Laser-alloyed aluminium AlMg5Si3Mn with Inconel 625; a EDS point analysis, b, c alloyed area about 150 μm from the weld face and d cross section of laser composite surface aluminium
During EDS analysis, due to the complex chemical composition of the substrate metal and alloying powder applied to laser alloying, a detailed analysis was performed for most frequently occurring phases rich in aluminium, nickel and chromium. Observed phases were identified on the basis of microstructural morphology and chemical composition analysis, the phase equilibrium diagrams and the analysis of thin film in transmission electron microscopy (Figs. 4, 5, 6, 7). During laser surface alloying and occurring in situ reactions, the whole volume of the resulting composite surface layer shows predominance of intermetallic phases rich in aluminium, chromium and nickel (Al3Ni, Al3Ni2, Al8Cr5), aluminium and iron Al13Fe4 and a few precipitates composed of aluminium and niobium-Al3Nb and the ternary phase ρ of chemistry Al75Cr22Ni4 [12, 22–25].
Maps of the distribution of alloying elements in the analysed area of thin film during TEM observation
Diffraction patterns from the alloying zone, a Al and Al3Ni, b Al, Al8Cr5 and Al13Fe4 phases
Ternary phase diagram Al–Ni–Cr [12]
Microstructure of laser-alloyed aluminium with Inconel 625 powder a the central zone of alloying zone; b alloying zone about 50 μm from the weld bead
The TEM analysis of the thin films confirmed presence of precipitates composed of nickel and iron with a size not exceeding 10 μm. Furthermore, TEM analysis also revealed phases containing Cr, Mn, Mo, Nb and Mo (Figs. 4, 5).
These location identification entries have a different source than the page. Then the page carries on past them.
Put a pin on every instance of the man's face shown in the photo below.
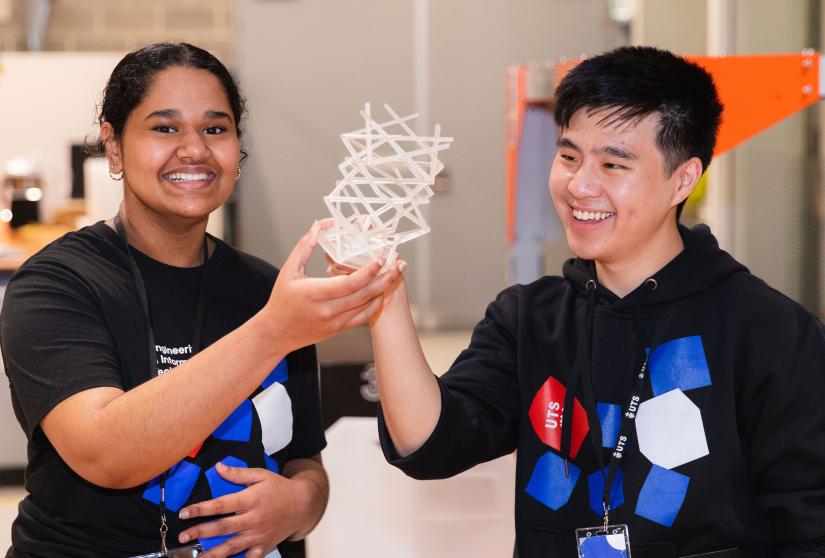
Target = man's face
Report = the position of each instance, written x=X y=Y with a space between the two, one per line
x=609 y=187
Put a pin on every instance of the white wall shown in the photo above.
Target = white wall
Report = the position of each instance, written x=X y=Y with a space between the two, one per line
x=48 y=102
x=307 y=67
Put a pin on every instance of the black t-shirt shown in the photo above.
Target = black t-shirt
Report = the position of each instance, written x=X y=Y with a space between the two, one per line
x=72 y=320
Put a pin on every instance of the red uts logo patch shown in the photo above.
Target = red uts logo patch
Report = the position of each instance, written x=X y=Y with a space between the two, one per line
x=546 y=413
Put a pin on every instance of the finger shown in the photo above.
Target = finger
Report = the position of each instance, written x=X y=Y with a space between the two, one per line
x=336 y=269
x=330 y=288
x=229 y=503
x=295 y=264
x=326 y=224
x=373 y=289
x=363 y=314
x=228 y=525
x=243 y=475
x=235 y=545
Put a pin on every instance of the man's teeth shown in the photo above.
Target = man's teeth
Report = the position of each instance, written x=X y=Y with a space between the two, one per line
x=184 y=177
x=592 y=215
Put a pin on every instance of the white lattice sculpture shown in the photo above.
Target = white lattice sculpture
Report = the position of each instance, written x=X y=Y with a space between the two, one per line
x=386 y=178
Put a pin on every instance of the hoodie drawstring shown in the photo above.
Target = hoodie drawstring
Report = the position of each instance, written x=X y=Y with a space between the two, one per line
x=581 y=370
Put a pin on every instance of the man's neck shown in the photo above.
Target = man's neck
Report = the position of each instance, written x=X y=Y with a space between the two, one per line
x=623 y=276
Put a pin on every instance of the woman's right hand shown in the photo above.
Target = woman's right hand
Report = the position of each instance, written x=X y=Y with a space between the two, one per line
x=304 y=310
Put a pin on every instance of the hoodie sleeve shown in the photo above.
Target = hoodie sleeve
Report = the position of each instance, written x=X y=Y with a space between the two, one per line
x=479 y=402
x=785 y=422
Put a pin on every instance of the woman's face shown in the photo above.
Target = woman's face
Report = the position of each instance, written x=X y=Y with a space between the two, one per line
x=179 y=150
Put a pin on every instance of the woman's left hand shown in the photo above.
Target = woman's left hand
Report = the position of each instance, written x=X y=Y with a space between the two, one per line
x=269 y=510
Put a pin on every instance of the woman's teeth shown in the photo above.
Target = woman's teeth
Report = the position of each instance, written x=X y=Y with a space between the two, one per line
x=184 y=177
x=592 y=215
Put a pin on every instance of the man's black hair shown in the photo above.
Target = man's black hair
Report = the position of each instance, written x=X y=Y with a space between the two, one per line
x=630 y=83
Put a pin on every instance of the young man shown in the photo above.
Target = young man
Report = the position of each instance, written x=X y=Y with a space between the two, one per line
x=657 y=366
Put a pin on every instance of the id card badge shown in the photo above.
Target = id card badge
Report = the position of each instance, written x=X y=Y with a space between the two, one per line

Wear resistance of base aluminium alloy AlMg5Si2Mn and the surface layer obtained by laser alloying with Inconel powder examined during tribological ball-on-disk test confirmed a significant increase in wear resistance of the resulting laser-alloyed composite layer. The wear track of non-alloyed aluminium base alloy shows numerous pull-out areas and plastic deformation of the base metal (Fig. 8a). The pull out areas and plastic deformation of the surface, resulting from adhesion wear of counter specimen in contact with substrate material, contribute to non-uniform abrasive wear of non-alloyed aluminium surface. The effect of non-uniform wear can also be observed when analysing the graph of friction coefficient as a function of test distance. The average roughness of the wear track of non-alloyed aluminium alloy was R = 1.32. The wear track of the laser-alloyed composite layer after ball-on-disk test was smooth with little grooves, without cracks and voids. The wear track topography analysis showed uniform and homogeneous nature of the wear (Fig. 8b). The surface roughness of the resulting wear track was 0.21. Analysing wear test results, it was found that the wear depth of the laser-alloyed surface layer, rich in intermetallic phases, was about 4.5 times smaller than the wear of non-alloyed aluminium alloy surface (Table 5). The average wear volume of the laser-alloyed composite layer was more than six times smaller than the wear volume of non-alloyed AlMg5Si2Mn. The wear track topography and cross-sectional profile of the wear track are shown in Figs. 8 and 9.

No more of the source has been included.